秘密の兄妹
第15章 美加の復讐
だが、すぐに腕を掴まれ、男に体を抱き寄せられる。
「無駄だよ、紫織ちゃん。諦めな…
これは悠人が招いたことなんだから、兄貴の代わりに妹の紫織ちゃんに責任を取ってもらう…」
「…せ、責任…?」
男は紫織の瞳をじっと見つめると、紫織のことを諭すように話はじめる。
「外にいた美加や他の女たち見たろ?悠人は美加たちと適当にヤって、さんざん楽しんだあといとも簡単にあいつらをポイッと捨てた。
味がなくなったガムを捨てるみたいに本当にあっさりと…
あの中にはいなかったけど、俺の元カノもその内の一人……
あいつのせいで何人の人間が傷ついてると思う?」
「…………」
「紫織ちゃん…外にいる女たちはみんな悠人に自分の処女を捧げたんだぜ?
本気で悠人のことが好きで、悠人に嫌われたくなくて、悠人の言うこと聞いてたんだ……
それなのに、悠人は誰のことも自分の彼女にしなかったし、誰のことも大事にしようとしなかった…

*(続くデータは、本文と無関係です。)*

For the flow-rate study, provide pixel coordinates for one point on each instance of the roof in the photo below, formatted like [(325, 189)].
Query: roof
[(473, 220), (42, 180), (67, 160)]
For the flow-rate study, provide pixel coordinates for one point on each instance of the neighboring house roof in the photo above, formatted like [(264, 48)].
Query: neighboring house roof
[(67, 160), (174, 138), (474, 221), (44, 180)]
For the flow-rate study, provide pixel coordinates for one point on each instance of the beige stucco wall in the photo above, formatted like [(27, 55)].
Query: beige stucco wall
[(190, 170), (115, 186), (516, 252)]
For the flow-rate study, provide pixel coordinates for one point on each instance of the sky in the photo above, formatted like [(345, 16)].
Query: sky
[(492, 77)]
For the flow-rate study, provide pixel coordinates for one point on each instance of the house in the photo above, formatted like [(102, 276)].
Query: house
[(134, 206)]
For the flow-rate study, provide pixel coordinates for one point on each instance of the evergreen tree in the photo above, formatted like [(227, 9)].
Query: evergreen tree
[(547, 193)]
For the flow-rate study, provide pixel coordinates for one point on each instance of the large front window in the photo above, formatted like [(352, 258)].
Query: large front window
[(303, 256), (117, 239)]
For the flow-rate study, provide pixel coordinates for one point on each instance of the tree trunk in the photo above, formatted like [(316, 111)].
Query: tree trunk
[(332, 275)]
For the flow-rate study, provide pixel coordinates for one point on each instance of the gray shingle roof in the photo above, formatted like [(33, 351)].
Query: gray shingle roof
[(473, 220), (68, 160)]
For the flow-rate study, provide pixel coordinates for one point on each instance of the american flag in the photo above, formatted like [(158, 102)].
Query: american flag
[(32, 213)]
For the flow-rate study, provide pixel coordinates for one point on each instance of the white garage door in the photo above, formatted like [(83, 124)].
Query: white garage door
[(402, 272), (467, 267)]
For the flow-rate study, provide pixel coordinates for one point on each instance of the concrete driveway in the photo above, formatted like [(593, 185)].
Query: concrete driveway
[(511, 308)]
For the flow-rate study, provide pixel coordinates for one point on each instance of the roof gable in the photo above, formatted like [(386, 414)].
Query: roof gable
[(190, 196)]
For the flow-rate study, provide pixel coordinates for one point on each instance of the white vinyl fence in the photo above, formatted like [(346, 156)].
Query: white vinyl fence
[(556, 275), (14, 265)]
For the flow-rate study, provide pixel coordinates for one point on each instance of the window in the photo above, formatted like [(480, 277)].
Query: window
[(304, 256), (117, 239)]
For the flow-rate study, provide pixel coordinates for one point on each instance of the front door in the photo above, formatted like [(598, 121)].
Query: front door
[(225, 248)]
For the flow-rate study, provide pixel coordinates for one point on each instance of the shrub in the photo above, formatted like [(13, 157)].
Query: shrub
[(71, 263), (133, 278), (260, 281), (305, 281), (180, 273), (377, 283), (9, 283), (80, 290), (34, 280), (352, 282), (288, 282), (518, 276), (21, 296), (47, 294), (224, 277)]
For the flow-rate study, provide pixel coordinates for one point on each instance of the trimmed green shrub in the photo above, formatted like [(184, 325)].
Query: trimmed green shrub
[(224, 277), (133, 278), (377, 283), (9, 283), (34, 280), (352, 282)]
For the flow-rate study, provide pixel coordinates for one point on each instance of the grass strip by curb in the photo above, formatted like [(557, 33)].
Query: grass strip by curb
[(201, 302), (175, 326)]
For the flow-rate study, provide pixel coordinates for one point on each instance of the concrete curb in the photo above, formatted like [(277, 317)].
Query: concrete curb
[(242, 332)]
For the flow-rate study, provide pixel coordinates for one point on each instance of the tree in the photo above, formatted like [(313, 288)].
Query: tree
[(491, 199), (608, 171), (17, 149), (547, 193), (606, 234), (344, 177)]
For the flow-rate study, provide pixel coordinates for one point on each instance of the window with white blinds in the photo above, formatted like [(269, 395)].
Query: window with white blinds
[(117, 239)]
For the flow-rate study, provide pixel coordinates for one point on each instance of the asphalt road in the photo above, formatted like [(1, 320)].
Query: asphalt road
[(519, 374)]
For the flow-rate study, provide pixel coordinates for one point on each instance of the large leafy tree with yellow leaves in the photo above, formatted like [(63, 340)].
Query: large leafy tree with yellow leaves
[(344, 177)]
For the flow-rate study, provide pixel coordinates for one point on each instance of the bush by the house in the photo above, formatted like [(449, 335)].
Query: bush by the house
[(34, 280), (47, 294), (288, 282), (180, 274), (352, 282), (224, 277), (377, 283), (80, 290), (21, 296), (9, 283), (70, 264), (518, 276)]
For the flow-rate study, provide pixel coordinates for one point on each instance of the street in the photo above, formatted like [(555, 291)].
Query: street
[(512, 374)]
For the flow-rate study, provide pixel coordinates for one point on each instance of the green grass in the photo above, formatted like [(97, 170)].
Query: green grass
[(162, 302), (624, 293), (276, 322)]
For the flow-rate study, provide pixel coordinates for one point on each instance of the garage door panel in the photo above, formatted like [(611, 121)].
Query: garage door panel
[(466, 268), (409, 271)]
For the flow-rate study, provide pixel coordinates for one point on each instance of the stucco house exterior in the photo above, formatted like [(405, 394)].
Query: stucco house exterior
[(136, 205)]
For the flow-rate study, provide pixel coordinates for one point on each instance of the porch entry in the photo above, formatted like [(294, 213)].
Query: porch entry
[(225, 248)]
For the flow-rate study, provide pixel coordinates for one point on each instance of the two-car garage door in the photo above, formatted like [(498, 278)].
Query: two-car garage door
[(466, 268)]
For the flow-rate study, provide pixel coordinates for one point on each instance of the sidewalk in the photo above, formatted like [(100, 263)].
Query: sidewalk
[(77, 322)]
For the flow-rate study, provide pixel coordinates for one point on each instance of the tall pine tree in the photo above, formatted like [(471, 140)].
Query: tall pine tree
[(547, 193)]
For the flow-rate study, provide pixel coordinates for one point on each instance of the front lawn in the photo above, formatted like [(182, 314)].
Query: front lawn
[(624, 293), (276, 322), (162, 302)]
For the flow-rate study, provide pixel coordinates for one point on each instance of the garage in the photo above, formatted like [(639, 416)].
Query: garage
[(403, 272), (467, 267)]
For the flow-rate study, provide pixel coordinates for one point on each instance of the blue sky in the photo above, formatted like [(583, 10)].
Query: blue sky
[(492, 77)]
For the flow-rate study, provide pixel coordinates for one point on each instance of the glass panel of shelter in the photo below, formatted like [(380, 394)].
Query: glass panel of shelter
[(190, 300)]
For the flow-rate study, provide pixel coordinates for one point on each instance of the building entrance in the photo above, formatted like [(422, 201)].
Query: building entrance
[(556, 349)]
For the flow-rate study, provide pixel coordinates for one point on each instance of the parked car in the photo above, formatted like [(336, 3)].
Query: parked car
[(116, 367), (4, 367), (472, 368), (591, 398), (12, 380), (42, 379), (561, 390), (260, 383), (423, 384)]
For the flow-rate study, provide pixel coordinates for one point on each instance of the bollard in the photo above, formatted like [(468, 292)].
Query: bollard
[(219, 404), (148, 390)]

そんな時に、適当に生きてる悠人が唯一大事にしているものを美加が見つけてきた……」
「…お兄ちゃんが大事にしてるもの…?」
「そう…それが紫織ちゃんだよ……」
紫織は目を見開いた。
「わ…たし…?」
男はうるさいくらいに体育倉庫の扉を叩く悠人のいる方を見て、くすっと笑う。
「すげえ焦ってんな、悠人の奴……
これが、中にいるのが美加や他の女だったら悠人は絶対に助けになんかこない……あいつはそういう奴…
悠人って酷い男だと思わない?本当にすげえ罪作りな男だよ。」
兄のことを責められ、紫織は下を向く。